Elle a ensuite mandaté le cabinet LUNEAU Avocat pour qu’il conteste la décision de la COMED devant le tribunal administratif de CERGY-PONTOISE.
Dans la requête présentée au tribunal, le cabinet soutenait qu’une demande de logement social, renouvelée chaque année pendant neuf ans, sans qu’aucune proposition ne soit jamais formulée, caractérisait un délai d’attente anormalement long, impliquant que la demande soit désormais considérée comme prioritaire et urgente.
Il a également soutenu que le logement était inadapté au handicap de l’enfant du couple. Le Haut Comité pour le droit au logement a proposé une définition de l’inadaptation d’un logement aux différentes situations de handicap à partir de certains critères.
En l’espèce, l’enfant, qui présente un trouble du neurodéveloppement sévère, se trouvait contraint d’habiter dans un logement inadapté à son hypersensibilité auditive car il n’était pas en mesure de s’isoler ou de dormir dans une chambre non partagée, alors que plusieurs médecins attestaient de ce besoin primordial.
Enfin, le cabinet avait également abordé dans sa requête les violences conjugales dénoncées par sa cliente.
La naissance d’un enfant gravement handicapé avait en effet profondément affecté la relation du couple. Le père de l’enfant s’était réfugié dans l’alcool et avait adopté un comportement odieux à l’égard de sa conjointe, lui imputant la responsabilité du handicap de leur fils. Il ne l’avait jamais brutalisée physiquement. En revanche, lorsqu’il était alcoolisé, ce qui se produisait très souvent, il l’injuriait et lui reprochait de ne pas avoir été « capable de faire un enfant normal ».
Madame X avait déposé plusieurs mains courantes, notamment lorsque les injures ou les humiliations lui devenaient insupportables et qu’elle était amenée à quitter le domicile conjugal pour se réfugier chez sa mère ou sa sœur avec son enfant.

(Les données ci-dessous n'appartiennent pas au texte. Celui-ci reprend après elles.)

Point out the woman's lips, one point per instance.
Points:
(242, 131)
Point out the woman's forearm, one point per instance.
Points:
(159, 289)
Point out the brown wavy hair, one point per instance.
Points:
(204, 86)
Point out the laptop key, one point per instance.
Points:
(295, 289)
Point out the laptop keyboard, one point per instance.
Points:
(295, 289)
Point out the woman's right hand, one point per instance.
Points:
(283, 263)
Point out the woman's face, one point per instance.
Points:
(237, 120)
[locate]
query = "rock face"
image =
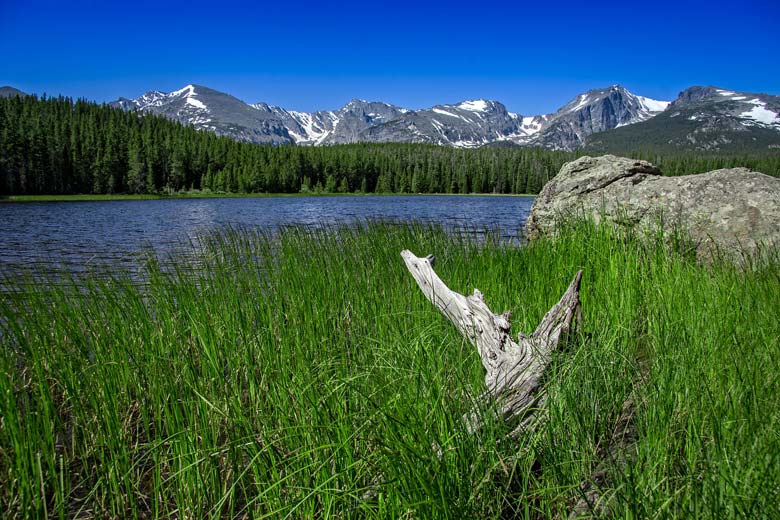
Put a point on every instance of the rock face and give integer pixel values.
(701, 118)
(734, 210)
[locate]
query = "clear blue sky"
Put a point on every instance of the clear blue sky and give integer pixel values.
(532, 56)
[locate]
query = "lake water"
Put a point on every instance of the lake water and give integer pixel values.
(83, 236)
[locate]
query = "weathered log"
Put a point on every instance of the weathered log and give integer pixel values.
(513, 370)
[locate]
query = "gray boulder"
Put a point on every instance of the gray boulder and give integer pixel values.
(734, 210)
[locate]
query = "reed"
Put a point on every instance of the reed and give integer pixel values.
(302, 374)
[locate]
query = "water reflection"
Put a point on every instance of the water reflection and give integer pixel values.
(90, 237)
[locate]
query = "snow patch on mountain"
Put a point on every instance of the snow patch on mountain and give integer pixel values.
(760, 113)
(477, 105)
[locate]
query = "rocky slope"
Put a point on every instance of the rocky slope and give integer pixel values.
(208, 109)
(608, 119)
(701, 119)
(467, 124)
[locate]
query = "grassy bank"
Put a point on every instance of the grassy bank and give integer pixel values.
(306, 376)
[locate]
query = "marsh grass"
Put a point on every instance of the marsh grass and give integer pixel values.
(303, 375)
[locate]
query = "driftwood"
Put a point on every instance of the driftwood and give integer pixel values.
(513, 370)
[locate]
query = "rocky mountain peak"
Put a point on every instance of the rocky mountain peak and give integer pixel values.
(468, 123)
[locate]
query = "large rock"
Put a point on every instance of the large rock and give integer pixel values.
(734, 210)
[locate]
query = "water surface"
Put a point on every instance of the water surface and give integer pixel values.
(84, 236)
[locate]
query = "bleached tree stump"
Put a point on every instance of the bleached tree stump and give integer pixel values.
(513, 369)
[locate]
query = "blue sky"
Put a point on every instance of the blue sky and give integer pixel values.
(533, 57)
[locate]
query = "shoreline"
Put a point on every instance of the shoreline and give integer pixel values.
(203, 195)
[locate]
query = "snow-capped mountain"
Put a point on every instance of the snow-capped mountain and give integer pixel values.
(703, 118)
(466, 124)
(208, 109)
(592, 112)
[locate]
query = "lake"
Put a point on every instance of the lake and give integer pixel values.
(44, 237)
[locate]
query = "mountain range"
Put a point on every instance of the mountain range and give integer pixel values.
(610, 119)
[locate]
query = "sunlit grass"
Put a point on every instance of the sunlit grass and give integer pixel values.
(304, 375)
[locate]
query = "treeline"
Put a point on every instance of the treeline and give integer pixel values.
(58, 146)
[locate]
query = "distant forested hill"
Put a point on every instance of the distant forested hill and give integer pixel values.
(58, 146)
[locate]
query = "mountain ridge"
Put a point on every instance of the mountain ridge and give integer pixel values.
(467, 124)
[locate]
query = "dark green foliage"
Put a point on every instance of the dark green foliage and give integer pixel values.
(56, 146)
(59, 147)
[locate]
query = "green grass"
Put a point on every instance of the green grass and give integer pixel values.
(304, 375)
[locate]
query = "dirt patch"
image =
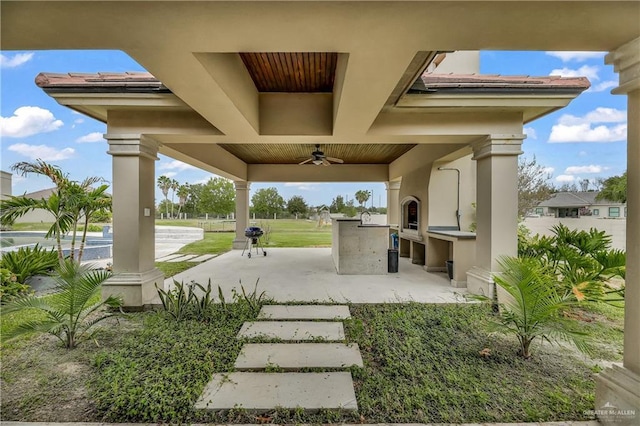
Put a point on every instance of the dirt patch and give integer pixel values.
(44, 382)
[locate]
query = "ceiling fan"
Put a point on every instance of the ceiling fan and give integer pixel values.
(318, 158)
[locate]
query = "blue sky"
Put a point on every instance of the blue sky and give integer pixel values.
(585, 140)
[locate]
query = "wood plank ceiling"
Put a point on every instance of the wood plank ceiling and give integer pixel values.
(292, 72)
(293, 154)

Madame X était psychologiquement épuisée par cette situation. Elle consultait une psychologue depuis plusieurs années. Celle-ci l’aidait à supporter les humiliations qu’elle subissait en permanence. Elle avait accepté d’attester de la fatigue psychique de madame X et de la nécessité pour elle de disposer d’un logement social où elle pourrait élever son fils plus sereinement.
Au mois de mai 2023, alors qu’il était de nouveau alcoolisé, le conjoint de madame X, la suspectant d’adultère, l’avait injuriée et menacée d’aller « saigner comme un porc » l’homme qu’il soupçonnait d’entretenir une relation avec elle. Quelques jours plus tard, madame X recevait 22 appels en absence durant une même matinée. Effrayée par l’attitude de plus en plus vindicative de son conjoint, elle décidait alors de porter plainte contre lui.
Ainsi, madame X se trouvait contrainte de vivre depuis des années avec son fils atteint d’une maladie génétique rare, aux côtés d’un conjoint alcoolique qui l’injuriait et lui reprochait en permanence le handicap de leur enfant. Ils n’avaient plus de vie de couple mais se trouvaient contraints de vivre sous le même toit car ils n’avaient pas les moyens matériels d’assumer chacun le coût d’un logement.
C’est cette situation qui a déterminé le tribunal administratif de CERGY-PONTOISE à considérer que madame X devait « être regardée comme établissant l’existence d’une situation d’insécurité de son logement actuel liée à des actes commis de manière habituelle créant pour son fils et elle-même des risques graves. »
Le tribunal en a conclu qu’« en refusant de reconnaître sa demande de logement social comme prioritaire et urgente, la commission de médiation des Hauts-de-Seine a fait de sa situation une appréciation manifestement erronée. ».
Il a en outre précisé qu’« Eu égard au motif d’annulation retenu, le présent jugement implique nécessairement que la [COMED] reconnaisse le caractère prioritaire et urgent de la demande de logement social […] ».
Aujourd’hui, madame X a emménagé dans un logement social adapté au handicap de son fils et a pu retrouver un peu de sérénité.